New York Giants introduce Ben McAdoo, who says team need to reload, not rebuild

Friday, January 15, 2016
New York Giants offensive coordinator Ben McAdoo confers with quarterbacks Eli Manning
wabc-AP Photo/Bill Kostroun

EAST RUTHERFORD, New Jersey -- A confident Ben McAdoo has taken over as the New York Giants coach, saying the four-time Super Bowl winners need to reload instead of rebuild after missing the playoffs the past four seasons.

The 38-year-old McAdoo formally took over the job Friday, less than two weeks after Tom Coughlin stepped down following a 12-year tenure that included two NFL titles.

In introducing McAdoo, co-owner and president John Mara said the selection starts a new era for the Giants, one that will be run by the NFL's second youngest head coach.

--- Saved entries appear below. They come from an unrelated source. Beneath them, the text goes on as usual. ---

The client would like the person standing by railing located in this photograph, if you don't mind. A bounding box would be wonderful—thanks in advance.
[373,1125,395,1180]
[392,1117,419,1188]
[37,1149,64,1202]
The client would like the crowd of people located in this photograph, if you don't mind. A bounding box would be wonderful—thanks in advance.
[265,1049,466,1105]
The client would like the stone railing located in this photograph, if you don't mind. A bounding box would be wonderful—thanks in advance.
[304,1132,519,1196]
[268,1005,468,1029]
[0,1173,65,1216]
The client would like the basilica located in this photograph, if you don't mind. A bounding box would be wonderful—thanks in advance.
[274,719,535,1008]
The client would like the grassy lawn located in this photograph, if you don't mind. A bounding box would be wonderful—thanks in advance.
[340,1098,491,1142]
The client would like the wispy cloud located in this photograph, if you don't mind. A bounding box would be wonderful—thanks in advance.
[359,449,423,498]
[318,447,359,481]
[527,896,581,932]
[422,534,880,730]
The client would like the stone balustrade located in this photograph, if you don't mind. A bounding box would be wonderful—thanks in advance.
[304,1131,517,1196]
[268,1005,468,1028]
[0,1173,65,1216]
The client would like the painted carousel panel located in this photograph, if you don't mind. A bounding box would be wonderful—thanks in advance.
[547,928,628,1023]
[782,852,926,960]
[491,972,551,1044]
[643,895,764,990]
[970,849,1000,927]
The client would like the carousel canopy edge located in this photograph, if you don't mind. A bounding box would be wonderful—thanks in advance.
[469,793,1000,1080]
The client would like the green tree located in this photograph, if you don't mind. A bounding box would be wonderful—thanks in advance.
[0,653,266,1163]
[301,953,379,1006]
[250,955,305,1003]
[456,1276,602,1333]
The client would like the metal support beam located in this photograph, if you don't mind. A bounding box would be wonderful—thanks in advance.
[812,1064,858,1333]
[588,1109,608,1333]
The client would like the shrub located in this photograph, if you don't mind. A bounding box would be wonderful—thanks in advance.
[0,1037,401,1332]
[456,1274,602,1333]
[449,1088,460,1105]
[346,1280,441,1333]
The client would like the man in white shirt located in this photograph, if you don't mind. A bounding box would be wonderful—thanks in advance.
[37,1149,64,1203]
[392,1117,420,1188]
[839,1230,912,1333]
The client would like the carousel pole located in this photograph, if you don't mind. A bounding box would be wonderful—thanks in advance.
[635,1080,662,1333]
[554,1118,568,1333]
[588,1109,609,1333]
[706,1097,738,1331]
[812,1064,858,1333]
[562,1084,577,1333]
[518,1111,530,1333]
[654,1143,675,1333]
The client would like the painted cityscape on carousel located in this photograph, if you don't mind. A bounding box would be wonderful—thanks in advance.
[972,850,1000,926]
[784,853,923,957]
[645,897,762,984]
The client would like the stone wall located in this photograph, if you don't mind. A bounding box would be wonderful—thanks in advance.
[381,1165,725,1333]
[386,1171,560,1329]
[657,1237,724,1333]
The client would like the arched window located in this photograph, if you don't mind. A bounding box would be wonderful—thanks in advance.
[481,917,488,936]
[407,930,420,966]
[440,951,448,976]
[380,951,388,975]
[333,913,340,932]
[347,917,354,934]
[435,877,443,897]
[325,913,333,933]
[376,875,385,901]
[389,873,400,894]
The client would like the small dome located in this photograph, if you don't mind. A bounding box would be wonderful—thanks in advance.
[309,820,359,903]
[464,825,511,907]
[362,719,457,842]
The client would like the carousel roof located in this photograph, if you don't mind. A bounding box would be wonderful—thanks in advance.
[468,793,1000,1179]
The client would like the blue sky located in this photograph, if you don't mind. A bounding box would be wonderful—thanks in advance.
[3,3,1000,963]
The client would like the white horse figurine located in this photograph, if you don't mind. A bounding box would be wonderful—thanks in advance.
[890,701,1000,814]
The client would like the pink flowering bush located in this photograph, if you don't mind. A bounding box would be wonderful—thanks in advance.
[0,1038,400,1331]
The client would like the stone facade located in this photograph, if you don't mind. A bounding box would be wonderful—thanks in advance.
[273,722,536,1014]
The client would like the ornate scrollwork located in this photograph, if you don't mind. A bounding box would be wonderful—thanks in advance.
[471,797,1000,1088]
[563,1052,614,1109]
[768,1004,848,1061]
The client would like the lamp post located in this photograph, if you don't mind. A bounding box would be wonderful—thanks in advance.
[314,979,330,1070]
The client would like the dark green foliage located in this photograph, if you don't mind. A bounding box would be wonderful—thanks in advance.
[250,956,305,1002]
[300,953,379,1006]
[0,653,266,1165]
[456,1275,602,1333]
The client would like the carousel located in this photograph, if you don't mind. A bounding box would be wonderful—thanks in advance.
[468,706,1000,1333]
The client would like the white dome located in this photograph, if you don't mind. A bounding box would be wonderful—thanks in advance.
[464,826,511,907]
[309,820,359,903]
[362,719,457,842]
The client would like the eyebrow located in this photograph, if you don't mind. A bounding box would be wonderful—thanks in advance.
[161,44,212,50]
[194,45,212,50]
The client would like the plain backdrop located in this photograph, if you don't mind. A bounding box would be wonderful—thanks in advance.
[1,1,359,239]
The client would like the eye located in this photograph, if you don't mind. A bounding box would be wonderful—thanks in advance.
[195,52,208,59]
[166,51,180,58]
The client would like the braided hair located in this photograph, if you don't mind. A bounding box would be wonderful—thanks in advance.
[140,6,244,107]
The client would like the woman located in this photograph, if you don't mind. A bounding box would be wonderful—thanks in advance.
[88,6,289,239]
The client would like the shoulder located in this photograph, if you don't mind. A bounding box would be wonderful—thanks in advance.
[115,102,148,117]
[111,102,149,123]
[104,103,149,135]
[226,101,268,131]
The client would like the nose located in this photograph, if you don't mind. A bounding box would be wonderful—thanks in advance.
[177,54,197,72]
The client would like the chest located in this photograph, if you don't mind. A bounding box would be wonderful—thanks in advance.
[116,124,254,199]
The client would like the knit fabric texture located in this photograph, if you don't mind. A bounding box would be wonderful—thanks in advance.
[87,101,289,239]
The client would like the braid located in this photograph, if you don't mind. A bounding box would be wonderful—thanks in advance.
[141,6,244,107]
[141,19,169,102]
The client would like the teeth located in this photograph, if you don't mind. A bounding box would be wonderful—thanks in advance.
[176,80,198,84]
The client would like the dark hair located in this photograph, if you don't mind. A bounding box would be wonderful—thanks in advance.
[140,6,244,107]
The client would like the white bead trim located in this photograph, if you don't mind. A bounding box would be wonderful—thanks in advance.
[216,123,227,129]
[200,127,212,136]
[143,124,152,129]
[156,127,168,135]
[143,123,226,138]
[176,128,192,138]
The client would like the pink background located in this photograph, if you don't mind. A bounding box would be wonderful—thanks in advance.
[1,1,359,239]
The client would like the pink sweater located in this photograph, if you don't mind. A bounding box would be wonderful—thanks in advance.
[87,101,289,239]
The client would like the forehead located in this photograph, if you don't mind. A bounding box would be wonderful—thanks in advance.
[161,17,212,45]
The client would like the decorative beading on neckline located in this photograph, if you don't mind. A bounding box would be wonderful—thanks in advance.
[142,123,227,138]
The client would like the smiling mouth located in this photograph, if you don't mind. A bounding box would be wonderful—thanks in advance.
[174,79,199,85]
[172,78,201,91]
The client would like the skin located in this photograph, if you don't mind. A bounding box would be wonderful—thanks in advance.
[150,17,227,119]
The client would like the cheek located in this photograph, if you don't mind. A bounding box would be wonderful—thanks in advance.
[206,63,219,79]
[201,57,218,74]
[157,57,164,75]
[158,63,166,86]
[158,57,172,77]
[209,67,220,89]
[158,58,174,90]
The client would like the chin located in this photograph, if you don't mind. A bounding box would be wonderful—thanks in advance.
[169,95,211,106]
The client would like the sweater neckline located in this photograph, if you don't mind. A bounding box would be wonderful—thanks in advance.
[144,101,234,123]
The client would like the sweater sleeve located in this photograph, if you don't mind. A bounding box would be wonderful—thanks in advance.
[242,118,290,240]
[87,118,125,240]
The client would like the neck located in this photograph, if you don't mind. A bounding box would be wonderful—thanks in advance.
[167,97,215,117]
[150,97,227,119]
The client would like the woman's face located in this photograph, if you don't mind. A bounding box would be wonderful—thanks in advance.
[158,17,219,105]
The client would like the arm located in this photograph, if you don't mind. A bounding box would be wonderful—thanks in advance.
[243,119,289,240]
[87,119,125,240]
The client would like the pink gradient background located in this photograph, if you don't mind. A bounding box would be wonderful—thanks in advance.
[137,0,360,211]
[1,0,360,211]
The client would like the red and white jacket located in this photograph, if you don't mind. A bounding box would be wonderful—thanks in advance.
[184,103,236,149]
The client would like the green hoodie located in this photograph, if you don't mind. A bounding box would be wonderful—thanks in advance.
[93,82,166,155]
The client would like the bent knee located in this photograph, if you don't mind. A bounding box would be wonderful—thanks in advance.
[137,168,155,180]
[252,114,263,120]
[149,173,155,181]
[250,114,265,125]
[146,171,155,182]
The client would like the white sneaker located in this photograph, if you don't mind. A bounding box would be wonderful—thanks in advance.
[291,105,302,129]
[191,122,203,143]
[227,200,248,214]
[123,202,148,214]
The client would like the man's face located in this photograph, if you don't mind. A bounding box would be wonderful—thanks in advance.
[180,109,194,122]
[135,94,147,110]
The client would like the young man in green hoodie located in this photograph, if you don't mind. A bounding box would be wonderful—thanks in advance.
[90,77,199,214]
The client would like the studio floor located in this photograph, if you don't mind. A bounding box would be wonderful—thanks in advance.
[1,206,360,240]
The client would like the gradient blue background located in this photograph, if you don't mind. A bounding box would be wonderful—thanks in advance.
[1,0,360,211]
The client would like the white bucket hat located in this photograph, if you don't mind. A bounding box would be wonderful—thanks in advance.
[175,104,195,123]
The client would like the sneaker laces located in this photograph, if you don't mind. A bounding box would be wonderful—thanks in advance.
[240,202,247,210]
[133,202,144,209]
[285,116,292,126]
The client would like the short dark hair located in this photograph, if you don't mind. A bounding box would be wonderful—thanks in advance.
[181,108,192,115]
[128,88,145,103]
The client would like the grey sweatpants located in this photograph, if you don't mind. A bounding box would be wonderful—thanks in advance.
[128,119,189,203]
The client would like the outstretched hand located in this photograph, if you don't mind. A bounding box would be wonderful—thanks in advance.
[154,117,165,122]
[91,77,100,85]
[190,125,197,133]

McAdoo says his top priority is to add a fifth Lombardi Trophy to the case.

While that may seem far away for a team that has had three straight losing seasons, McAdoo believes this team is closer than many think.

"I like the pressure," McAdoo said. "That's what you live for. This is the opportunity of a lifetime. It's the capital of the world, the football capital of world. What could be better? This type of opportunity and this type of pressure, you prepare for it. I have been a guy who has been baptized by fire and I am comfortable with it."

The Giants offensive coordinator the past two seasons refused to discuss his staff, saying things were fluid. McAdoo is expected to announce his staff in a couple of weeks, once all the positions are filled.

McAdoo used a lot of catch phrases in his introductory speech, noting he planned evolution and not revolution in changing the Giants.

One thing that will stay the same is the clocks in the building. They will remain on Coughlin time - running five minutes fast.

When he was hired two years ago, McAdoo recalled that Coughlin told him not to mess with the clocks. To honor his mentor, McAdoo won't.

Other things will change after two straight 6-10 seasons.

"The most important thing when you are talking about leadership is you have to be yourself," McAdoo said. "Everybody else is already taken, including Tom. I can't worry about being in Tom's shadow. I have to be comfortable in my own skin."

McAdoo has had a meteoric rise in the coaching ranks. He was a high school assistant 14 years ago. He joined the NFL in 2004 as an offensive quality control assistant with the New Orleans Saints, spent a year with the 49ers the following year and then joined the Green Bay Packers for the next eight seasons, working with the tight ends and the final two years as Aaron Rodgers' quarterback coach.

He has transformed the Giants offense in two seasons, turning around Eli Manning's career.

Manning endorsed McAdoo after the season, but Mara said that was only one factor in the team's decision to hire him after interviewing six men for the job, all of whom Mara said were well qualified to lead the team.

Mara said McAdoo's familiarity with the team gave him the edge. He noted that the Giants were aware that the Eagles were interested in hiring McAdoo and it accelerated the Giants' finalizing a deal with him.

However, McAdoo would not have gotten the job unless the Giants felt he was the right man, Mara said.

"Just something about having watched him on the field with the quarterbacks, with the offense, the first thing that came to my mind two years ago was this guy is a teacher, and he has got an edge to him," Mara said. "He is not afraid to lose his temper. He can bark at guys and I happen to like that."

The unknown for Mara and the Giants is that McAdoo has never been a head coach. There are no guarantees.

"The quality that impressed me the most this morning was, I think Ben is confident and not arrogant," co-owner Steve Tisch said. "I think his confidence is going to be very, very valuable as he begins to lead this team."

McAdoo said there would be four elements to his coaching approach. He will stress strong leadership, talent and integrity, a positive working environment to inspire learning as well asl a comprehensive structure and function, he said.

"Football is a people business and it starts with relationships," McAdoo said. "Three values what we will incorporate are respect, humility and dedication. Dedication, obsessed is a word the lazy use to describe the dedicated. We will be dedicated in our football."

McAdoo plans to tell general manager Jerry Reese what he needs. The job of getting it will be Reese's responsibility.